Practical Takeaways for Lithuanian Business and the Public Sector

For Lithuanian organizations, the key point is to understand that choosing an AI provider is becoming not just a technological decision, but also a political risk decision. If a service depends on a single provider’s platform, a single closed integration, or a model whose availability may change because of geopolitical decisions, a backup plan is essential.

In practice, this means several things. First, it is worth choosing architectures that allow you to switch model providers without rewriting the entire system. Second, it is essential to assess in advance whether AI capabilities in the organization will require additional identity verification, user activity audits, or data localization. Third, organizations should monitor not only the AI Act, but also regulation related to competition, platform openness, cybersecurity, and digital identity.

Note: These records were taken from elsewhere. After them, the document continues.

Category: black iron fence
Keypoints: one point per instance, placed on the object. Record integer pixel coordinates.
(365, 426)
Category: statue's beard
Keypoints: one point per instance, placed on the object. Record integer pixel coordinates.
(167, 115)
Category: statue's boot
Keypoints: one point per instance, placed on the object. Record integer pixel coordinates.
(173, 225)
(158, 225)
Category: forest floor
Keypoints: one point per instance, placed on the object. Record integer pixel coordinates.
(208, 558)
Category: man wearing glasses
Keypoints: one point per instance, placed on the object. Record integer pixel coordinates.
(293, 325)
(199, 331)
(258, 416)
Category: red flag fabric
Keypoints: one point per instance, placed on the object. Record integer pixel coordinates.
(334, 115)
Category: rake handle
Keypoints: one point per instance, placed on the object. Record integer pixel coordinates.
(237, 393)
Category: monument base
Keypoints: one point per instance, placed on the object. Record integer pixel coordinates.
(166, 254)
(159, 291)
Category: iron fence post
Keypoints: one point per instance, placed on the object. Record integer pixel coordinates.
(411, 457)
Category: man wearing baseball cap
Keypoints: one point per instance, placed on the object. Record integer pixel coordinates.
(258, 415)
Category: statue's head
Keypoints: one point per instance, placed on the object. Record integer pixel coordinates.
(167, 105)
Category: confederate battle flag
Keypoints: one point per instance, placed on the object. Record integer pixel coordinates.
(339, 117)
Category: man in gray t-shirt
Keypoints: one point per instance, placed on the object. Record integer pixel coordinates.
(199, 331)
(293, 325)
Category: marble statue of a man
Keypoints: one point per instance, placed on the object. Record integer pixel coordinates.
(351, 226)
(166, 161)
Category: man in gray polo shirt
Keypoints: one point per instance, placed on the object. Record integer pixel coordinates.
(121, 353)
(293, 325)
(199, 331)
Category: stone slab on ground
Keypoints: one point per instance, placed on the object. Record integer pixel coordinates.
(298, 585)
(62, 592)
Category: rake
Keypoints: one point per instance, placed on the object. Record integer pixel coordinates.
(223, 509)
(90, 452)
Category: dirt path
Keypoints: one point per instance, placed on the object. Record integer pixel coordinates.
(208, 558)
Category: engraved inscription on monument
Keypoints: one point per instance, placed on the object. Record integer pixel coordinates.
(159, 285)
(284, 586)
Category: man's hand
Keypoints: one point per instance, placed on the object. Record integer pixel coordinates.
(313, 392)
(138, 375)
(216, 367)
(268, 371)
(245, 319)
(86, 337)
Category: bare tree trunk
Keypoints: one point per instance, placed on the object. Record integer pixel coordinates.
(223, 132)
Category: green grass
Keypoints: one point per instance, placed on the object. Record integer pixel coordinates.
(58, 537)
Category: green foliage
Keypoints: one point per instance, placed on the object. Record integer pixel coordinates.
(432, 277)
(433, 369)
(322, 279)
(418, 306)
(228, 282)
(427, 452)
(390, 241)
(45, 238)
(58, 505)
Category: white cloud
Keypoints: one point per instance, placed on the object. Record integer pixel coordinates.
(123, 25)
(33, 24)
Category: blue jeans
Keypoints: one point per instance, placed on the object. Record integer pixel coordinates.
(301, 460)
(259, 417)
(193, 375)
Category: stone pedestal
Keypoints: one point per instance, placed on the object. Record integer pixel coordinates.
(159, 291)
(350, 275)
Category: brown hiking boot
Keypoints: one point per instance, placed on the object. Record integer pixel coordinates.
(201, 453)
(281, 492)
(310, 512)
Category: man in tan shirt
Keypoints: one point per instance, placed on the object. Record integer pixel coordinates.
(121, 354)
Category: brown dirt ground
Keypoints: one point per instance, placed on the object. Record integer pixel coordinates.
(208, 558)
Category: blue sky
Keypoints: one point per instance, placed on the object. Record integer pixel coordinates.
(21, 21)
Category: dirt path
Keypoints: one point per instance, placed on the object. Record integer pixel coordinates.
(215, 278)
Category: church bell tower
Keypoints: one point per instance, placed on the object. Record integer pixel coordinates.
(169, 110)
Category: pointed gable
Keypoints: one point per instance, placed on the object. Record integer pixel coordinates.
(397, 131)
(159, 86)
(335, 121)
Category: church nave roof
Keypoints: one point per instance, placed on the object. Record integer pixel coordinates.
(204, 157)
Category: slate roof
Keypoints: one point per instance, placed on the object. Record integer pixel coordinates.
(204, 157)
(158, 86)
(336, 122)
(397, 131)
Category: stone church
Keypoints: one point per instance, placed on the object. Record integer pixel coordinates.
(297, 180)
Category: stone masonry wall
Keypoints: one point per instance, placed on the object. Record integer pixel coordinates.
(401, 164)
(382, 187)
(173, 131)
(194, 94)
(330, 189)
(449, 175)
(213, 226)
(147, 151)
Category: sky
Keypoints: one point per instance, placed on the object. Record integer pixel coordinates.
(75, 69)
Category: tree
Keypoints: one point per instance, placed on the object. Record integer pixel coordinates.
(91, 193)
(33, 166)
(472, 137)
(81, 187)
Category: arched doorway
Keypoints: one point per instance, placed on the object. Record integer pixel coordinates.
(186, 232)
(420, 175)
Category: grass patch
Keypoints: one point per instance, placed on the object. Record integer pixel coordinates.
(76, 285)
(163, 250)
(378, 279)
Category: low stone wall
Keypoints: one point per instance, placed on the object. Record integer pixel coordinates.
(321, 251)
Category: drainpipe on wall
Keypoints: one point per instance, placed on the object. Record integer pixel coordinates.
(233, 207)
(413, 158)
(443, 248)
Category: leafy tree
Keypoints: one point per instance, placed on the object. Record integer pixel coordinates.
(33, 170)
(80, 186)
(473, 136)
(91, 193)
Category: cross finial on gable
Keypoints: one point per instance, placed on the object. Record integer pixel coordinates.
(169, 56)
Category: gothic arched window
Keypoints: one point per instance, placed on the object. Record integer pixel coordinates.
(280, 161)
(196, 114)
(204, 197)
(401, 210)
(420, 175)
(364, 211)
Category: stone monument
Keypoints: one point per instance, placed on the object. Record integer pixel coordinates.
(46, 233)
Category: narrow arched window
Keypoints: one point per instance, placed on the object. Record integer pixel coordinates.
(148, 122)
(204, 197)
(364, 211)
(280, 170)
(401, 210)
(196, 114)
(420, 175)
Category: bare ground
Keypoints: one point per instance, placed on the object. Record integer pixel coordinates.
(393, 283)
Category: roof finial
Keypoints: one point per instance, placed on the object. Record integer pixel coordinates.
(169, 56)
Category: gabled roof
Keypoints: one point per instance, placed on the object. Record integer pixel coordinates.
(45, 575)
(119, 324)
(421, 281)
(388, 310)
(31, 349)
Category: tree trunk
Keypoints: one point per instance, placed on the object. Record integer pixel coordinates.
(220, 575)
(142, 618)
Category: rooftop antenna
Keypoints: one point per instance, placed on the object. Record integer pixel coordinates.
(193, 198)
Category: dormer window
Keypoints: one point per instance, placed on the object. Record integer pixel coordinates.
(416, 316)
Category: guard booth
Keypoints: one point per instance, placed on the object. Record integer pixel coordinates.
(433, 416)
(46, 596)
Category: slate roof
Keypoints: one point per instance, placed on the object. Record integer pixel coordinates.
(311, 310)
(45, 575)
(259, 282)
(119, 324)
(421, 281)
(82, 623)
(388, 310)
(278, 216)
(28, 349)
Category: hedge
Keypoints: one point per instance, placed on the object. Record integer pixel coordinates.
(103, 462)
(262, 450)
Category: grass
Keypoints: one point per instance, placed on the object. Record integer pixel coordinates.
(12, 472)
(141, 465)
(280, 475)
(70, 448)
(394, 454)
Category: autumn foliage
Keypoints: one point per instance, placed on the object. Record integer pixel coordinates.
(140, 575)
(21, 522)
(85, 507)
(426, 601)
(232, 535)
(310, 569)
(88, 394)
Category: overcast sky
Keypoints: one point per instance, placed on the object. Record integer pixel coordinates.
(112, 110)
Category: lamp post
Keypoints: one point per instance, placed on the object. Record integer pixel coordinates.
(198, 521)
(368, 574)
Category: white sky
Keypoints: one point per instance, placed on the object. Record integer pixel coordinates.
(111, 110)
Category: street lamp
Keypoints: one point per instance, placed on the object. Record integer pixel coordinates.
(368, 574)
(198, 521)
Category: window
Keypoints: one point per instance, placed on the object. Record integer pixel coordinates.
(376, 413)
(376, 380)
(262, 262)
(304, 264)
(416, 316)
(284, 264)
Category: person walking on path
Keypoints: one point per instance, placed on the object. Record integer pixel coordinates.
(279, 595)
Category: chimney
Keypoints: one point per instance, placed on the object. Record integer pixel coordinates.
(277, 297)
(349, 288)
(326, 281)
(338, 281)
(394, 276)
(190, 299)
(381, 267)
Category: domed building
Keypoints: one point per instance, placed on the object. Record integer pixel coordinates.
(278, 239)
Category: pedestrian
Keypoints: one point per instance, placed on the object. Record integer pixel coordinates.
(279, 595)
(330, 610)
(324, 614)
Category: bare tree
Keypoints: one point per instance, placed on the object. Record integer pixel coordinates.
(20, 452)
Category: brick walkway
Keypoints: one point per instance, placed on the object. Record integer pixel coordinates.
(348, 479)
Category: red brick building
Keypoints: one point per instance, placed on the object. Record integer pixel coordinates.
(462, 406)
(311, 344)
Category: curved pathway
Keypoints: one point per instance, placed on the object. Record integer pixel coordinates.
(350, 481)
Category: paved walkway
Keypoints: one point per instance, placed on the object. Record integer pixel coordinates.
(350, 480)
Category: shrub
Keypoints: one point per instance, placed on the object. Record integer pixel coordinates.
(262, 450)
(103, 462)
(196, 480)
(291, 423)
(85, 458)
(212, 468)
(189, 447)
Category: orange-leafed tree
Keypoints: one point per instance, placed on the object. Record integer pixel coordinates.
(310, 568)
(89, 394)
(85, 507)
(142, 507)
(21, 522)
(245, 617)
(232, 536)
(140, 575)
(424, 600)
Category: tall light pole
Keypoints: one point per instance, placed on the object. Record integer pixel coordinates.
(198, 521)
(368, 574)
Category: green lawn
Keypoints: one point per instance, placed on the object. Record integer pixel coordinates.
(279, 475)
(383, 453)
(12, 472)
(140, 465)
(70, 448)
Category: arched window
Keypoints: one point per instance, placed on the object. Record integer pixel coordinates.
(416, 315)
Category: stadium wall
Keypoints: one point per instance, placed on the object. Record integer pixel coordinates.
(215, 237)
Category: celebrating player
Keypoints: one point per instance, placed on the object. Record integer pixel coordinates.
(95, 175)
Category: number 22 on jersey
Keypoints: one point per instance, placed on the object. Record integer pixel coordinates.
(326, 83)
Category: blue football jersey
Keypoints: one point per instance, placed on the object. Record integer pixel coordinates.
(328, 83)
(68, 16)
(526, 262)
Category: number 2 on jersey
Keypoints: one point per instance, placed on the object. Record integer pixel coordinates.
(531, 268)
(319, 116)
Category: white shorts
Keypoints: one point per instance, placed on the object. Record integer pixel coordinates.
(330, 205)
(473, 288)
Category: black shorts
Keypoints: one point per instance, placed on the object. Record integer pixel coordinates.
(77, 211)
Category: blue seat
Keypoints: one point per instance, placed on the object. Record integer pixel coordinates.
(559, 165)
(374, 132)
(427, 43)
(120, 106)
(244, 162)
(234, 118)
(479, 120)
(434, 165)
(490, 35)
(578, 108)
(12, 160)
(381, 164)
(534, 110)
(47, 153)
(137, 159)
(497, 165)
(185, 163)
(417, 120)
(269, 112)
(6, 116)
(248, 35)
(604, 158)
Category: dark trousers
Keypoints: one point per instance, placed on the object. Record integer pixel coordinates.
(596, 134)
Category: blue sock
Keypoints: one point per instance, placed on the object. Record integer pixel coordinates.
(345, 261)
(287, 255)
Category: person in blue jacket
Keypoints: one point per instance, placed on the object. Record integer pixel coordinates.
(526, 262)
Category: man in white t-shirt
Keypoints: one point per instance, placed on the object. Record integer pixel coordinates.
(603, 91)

For the public sector, this direction is even more important. If AI is used in customer service, document analysis, or security processes, dependence on the gateways of foreign platforms can become both an operational and a sovereignty issue. Procurement and architectural decisions should therefore include a new criterion: not only functionality and price, but also access control risk.

In short, AI policy is entering a phase where what matters most is not only the intelligence of the model, but who controls the road to it. It is in this infrastructure layer that the real power of the AI market will be shaped in the coming years.